The cardiovascular effects of leukotriene (LT) C4 and prostaglandin (PG) I2 were compared in the unanesthetized American bullfrog, Rana catesbeiana. Bullfrogs were instrumented to measure mean arterial pressure, peak ventricular pressure, its derivative (VP + dP/dt), and heart rate. Two hours after recovery from anesthesia, intravenous injections of LTC4 or PGI2 were tested over a dose range from 0.003 to 3 μg/kg body weight (bw). Both eicosanoids decreased mean arterial pressure, systolic ventricular pressure, and its derivative (VP + dP/dt). The effects of LTC4 and PGI2 on all parameters were similar at doses below 3 μg/kg bw. However, at 3 μg/kg bw, LTC4 had more potent negative inotropic effects than PGI2. Both compounds increased heart rate at 0.3 μg/kg bw, but at 3 μg/kg bw PGI2 caused greater increases than LTC4. The hypotensive and negative inotropic effects of LTC4 were blunted in animals pretreated with indomethacin (4 mg/kg bw) to prevent endogenous prostaglandin and thromboxane synthesis, whereas the cardiovascular effects of PGI2 were unaffected by the blockade.
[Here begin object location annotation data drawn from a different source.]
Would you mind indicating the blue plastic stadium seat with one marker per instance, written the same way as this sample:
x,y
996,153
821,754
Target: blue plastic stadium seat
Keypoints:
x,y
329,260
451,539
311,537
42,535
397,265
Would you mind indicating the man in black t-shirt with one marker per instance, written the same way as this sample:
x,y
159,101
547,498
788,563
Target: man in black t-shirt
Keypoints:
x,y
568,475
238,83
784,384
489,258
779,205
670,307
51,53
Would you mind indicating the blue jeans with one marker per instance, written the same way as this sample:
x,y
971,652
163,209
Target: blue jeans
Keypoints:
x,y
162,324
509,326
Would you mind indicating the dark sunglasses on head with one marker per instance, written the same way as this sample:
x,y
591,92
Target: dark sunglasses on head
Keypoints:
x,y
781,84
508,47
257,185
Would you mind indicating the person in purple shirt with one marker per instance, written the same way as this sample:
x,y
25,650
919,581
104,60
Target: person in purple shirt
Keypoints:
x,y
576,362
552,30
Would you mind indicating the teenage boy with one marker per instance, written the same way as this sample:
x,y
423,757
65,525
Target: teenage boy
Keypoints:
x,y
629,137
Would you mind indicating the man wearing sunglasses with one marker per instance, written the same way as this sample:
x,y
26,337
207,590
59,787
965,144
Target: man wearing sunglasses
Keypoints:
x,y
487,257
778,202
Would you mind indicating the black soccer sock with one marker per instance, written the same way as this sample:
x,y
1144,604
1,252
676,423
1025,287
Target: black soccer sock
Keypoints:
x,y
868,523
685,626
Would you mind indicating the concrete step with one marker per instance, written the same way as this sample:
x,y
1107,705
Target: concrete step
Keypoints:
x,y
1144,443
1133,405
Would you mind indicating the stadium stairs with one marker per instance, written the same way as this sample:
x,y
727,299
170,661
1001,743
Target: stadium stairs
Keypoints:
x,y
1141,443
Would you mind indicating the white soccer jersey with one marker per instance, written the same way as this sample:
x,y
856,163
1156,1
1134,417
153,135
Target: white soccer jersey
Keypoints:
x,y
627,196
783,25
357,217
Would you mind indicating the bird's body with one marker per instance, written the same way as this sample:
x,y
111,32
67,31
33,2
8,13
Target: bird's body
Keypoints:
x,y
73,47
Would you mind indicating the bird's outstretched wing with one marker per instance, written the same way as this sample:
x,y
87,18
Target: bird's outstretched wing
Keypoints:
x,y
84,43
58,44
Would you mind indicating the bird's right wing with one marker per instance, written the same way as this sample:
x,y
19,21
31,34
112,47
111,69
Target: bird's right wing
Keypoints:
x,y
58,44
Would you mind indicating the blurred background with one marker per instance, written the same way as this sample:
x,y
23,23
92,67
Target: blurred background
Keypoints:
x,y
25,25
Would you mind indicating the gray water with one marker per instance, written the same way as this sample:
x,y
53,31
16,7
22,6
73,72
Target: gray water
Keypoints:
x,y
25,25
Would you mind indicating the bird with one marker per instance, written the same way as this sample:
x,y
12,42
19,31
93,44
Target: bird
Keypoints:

The data show that both eicosanoids have similar qualitative effects on blood pressure and cardiac performance. However, the effects of LTC4 may be partially mediated by release of endogenous cyclooxygenase products, possibly PGI2. These results suggest that the bullfrog, an animal with no coronary arteries, is a useful model for comparative studies of cardiac actions of eicosanoids which are independent of effects mediated by changes in coronary vascular resistance.